Bukan Lagi Kewenangan KPK
Dengan status baru para pejabat BUMN yang tidak termasuk penyelenggara negara, maka KPK tidak memiliki dasar hukum untuk menindak mereka. “Kalau memang saat ini bukan merupakan penyelenggara negara yang bisa ditangani oleh KPK, ya tentu KPK tidak bisa menangani,” ujar Tessa.
Kendati demikian, KPK menyatakan akan tetap melakukan kajian terhadap isi UU BUMN tersebut. Lembaga ini ingin memastikan sejauh mana peraturan baru ini akan berdampak terhadap pemberantasan korupsi di sektor BUMN yang selama ini menjadi salah satu fokus utama penindakan.
Kritik dan Kekhawatiran Publik
UU BUMN yang baru ini mendapat sorotan dari masyarakat sipil, pegiat antikorupsi, serta akademisi. Mereka khawatir bahwa perubahan status ini bisa melemahkan pengawasan dan memicu maraknya penyalahgunaan wewenang di tubuh perusahaan pelat merah.

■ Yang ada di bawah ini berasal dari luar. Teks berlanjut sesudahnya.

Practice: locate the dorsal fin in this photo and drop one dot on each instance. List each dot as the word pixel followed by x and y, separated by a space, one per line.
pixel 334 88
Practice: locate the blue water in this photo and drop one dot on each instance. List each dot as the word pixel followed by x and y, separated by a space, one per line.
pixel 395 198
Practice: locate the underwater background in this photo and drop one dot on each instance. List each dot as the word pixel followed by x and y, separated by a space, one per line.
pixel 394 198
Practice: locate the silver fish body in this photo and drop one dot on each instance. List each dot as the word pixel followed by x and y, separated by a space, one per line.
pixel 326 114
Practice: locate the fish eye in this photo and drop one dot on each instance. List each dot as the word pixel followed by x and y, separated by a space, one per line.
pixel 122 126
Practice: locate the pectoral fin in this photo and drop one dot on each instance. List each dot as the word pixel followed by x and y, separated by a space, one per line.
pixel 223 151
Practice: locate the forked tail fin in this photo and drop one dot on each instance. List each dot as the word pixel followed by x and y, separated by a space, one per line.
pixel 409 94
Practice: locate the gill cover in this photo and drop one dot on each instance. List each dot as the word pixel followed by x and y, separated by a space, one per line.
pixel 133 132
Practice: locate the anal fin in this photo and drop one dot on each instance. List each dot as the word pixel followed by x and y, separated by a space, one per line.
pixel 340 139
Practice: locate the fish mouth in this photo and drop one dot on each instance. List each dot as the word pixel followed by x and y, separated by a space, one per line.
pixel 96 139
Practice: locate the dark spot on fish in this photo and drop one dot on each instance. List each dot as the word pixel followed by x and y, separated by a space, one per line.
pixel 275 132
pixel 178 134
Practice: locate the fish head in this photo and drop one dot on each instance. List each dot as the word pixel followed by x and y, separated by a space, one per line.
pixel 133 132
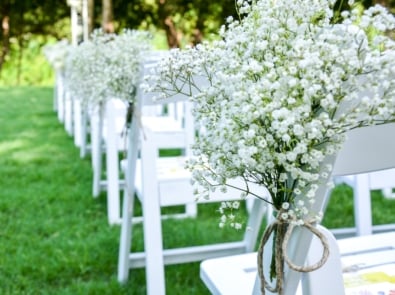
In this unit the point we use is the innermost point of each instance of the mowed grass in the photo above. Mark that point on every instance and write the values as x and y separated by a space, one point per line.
54 237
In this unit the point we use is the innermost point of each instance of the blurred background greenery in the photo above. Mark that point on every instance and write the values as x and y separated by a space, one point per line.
27 25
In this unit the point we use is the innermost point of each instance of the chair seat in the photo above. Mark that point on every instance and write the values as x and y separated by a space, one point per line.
372 252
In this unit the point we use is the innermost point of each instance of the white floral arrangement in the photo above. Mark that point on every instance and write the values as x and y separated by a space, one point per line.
57 53
282 87
107 66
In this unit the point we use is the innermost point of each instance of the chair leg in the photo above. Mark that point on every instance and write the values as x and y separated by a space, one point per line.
362 205
155 271
84 133
112 166
126 237
96 130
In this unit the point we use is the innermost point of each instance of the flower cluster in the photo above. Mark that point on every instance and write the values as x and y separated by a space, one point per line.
106 66
57 53
281 88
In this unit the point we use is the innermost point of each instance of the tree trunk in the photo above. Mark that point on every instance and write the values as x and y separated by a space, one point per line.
91 16
108 17
5 26
172 35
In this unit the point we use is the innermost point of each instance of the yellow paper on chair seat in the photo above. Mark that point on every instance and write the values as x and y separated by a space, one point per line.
378 280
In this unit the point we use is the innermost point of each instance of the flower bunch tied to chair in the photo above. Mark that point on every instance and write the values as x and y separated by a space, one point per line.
286 81
107 66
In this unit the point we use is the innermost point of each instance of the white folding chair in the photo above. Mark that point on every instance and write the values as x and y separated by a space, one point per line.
366 150
362 185
162 182
108 126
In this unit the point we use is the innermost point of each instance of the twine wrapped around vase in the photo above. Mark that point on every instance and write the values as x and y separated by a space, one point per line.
282 230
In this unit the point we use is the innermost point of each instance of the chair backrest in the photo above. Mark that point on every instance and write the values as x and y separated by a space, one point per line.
366 149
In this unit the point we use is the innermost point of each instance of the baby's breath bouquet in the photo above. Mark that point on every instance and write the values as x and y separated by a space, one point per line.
106 66
282 87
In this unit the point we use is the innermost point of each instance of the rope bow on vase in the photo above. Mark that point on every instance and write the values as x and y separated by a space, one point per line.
282 230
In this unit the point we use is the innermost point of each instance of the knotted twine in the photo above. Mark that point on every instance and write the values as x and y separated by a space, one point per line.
283 230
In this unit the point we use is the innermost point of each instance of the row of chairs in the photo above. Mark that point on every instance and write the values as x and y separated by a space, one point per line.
158 182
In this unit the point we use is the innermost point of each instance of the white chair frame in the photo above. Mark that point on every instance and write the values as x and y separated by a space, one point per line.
366 149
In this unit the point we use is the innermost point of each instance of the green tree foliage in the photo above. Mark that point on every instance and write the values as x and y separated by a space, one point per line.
31 23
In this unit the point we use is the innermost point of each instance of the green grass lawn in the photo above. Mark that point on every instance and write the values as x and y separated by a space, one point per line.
54 237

Hingga kini belum ada pernyataan resmi dari pemerintah terkait alasan di balik penghapusan status penyelenggara negara dari jajaran direksi dan komisaris BUMN. Namun, tekanan publik untuk mengkaji ulang undang-undang tersebut mulai bermunculan, termasuk kemungkinan pengajuan uji materi ke Mahkamah Konstitusi.